NapseflowNapseflow
Géopolitique

Pour faire le plein d’essence en Russie, suivez Poutine !

Courrier International · mis à jour il y a 9 j

De Novossibirsk à l’île de Sakhaline, le président russe a récemment multiplié les déplacements dans le pays. Cette tournée intervient à quelques semaines des élections législatives, dans un contexte marqué par des attaques ukrainiennes contre les raffineries et des pénuries d’essence.

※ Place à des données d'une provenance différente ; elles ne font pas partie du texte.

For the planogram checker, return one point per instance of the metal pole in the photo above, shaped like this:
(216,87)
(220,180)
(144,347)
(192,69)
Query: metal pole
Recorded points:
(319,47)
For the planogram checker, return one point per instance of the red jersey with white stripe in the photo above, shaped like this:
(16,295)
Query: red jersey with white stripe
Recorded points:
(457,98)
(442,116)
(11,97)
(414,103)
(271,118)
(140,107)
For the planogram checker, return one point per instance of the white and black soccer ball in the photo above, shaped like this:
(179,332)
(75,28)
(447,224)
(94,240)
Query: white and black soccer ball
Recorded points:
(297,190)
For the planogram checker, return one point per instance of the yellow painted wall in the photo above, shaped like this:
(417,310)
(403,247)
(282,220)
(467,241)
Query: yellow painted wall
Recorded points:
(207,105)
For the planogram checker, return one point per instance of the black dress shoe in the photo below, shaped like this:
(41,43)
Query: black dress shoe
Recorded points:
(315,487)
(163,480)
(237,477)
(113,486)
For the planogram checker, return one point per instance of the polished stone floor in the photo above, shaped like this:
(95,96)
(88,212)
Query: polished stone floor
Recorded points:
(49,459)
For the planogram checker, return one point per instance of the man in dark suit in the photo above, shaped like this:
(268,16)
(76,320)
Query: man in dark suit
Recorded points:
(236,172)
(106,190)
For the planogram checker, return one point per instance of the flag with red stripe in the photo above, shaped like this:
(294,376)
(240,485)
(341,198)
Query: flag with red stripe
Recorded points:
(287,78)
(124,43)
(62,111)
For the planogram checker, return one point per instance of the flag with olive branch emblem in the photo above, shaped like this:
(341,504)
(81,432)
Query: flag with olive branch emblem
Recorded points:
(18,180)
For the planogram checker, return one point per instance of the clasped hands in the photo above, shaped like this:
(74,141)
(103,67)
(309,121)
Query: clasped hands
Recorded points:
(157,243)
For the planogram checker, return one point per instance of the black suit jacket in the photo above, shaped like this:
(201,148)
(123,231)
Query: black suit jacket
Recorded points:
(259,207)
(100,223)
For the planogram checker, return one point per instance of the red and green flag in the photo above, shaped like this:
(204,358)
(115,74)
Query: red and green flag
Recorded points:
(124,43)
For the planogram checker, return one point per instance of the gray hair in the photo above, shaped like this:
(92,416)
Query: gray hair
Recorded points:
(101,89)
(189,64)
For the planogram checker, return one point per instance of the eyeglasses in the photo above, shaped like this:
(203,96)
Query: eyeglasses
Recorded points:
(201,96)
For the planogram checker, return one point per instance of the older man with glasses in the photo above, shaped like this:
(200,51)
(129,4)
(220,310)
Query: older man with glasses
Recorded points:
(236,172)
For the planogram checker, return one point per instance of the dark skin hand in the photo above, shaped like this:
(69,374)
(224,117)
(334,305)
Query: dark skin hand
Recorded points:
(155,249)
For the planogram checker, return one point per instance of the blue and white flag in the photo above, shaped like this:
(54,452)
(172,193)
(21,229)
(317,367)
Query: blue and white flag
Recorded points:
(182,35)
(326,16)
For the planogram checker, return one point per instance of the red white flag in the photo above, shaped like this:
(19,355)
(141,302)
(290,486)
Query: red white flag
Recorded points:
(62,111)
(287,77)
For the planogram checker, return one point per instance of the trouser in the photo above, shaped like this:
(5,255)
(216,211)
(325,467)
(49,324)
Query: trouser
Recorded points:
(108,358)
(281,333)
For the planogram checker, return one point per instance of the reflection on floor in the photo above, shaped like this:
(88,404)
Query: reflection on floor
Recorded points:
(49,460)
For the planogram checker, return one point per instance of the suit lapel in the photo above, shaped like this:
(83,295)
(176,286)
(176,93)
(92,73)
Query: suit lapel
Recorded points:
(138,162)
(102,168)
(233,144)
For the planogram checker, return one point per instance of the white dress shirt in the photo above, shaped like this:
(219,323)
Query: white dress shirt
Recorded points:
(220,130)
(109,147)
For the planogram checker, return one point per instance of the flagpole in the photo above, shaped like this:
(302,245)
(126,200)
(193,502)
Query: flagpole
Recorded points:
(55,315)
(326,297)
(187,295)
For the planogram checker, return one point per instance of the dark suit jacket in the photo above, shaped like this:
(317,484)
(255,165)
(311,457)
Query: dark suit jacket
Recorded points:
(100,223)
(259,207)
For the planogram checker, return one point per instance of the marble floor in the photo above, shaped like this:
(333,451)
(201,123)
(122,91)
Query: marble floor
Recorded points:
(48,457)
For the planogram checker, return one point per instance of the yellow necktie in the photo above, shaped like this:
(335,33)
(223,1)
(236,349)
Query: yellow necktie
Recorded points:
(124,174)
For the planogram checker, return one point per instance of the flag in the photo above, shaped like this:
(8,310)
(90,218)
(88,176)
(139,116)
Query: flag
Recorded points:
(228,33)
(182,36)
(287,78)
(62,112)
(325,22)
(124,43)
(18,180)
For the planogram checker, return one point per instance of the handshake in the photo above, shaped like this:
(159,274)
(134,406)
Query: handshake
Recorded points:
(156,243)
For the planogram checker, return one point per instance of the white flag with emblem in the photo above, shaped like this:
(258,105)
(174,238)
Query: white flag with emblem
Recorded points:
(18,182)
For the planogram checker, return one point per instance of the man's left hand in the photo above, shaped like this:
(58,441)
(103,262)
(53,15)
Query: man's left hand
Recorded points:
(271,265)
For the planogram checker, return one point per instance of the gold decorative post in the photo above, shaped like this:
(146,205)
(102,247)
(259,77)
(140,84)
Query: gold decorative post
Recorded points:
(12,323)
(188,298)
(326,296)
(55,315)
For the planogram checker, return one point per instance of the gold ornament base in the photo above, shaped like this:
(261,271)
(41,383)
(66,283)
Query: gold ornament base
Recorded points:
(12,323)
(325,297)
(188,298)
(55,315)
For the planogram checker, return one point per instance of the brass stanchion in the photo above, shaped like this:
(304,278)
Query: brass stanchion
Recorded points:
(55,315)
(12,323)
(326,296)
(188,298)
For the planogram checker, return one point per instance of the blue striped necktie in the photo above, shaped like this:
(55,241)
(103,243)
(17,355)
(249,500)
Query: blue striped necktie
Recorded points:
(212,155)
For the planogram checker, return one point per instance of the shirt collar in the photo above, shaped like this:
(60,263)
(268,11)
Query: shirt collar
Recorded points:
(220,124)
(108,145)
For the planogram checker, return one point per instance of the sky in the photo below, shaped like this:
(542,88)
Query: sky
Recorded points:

Crise de l'essence en Russie

En août 2026, la Russie fait face à une pénurie d'essence et de diesel, aggravée par des attaques ukrainiennes contre des raffineries russes. Cette situation survient à quelques semaines des élections législatives russes, un contexte politique sensible où les autorités cherchent à éviter toute crise sociale. Les prix du carburant, notamment du diesel et des essences 92 et 95, ont fortement augmenté, créant des tensions dans un pays où le transport et l'industrie dépendent largement de ces ressources. Les stations-service sont parfois contraintes de limiter les ventes ou de fermer temporairement, tandis que les files d'attente s'allongent pour faire le plein.

Visites de Poutine en Sibérie

Pour répondre à cette crise, le président russe Vladimir Poutine a effectué une tournée dans plusieurs villes sibériennes, dont Irkoutsk et Krasnoïarsk, ainsi qu'à l'île de Sakhaline. Ces déplacements, présentés comme des visites officielles pour inspecter des infrastructures (comme une usine aéronautique à Irkoutsk), coïncident systématiquement avec des baisses de prix du carburant dans les régions visitées. Par exemple, deux jours avant la visite de Poutine à Irkoutsk fin juillet 2026, les prix du diesel et des essences ont chuté d'environ 12 roubles (soit environ 0,12 €) par litre. Ces baisses sont perçues comme des mesures temporaires destinées à donner une image de contrôle de la situation par le pouvoir.

Villes Potemkine modernes

L'article évoque une comparaison ironique avec les villages Potemkine, des constructions éphémères en bois recouvertes de façades peintes, utilisées au XVIIIe siècle par le gouverneur russe Grigori Potemkine pour impressionner l'impératrice Catherine II lors de ses voyages. Aujourd'hui, cette métaphore s'applique aux villes Potemkine modernes : des villes ou régions où les autorités organisent des mises en scène pour masquer des problèmes structurels. Ici, les baisses de prix du carburant avant les visites de Poutine illustrent une stratégie de communication politique, où l'apparence de prospérité prime sur les solutions durables. Le dessin de Tiounine dans Kommersant souligne cette ironie en montrant un président russe suivi par des stations-service aux prix soudainement attractifs.

Ce que ça pourrait changer

L'article est une traduction d'un billet publié par *Novaïa Gazeta*, un journal russe indépendant fondé en 1993 et connu pour son journalisme critique envers le pouvoir. Soutenu initialement par Mikhaïl Gorbatchev, le titre a perdu six journalistes assassinés depuis sa création, dont Anna Politkovskaïa en 2006. En 2021, son rédacteur en chef Dmitri Mouratov a reçu le prix Nobel de la paix. Depuis l'invasion de l'Ukraine en 2022, *Novaïa Gazeta* a été privé de sa licence de diffusion papier et ne peut plus tirer qu'à moins de 1 000 exemplaires. Malgré la censure et les pressions, le journal continue de publier en ligne, acceptant les contraintes pour maintenir une voix critique à l'intérieur de la Russie.

Sujets complémentaires

Ce contenu a été généré par intelligence artificielle à partir de l'article source. Il peut contenir des erreurs ou imprécisions.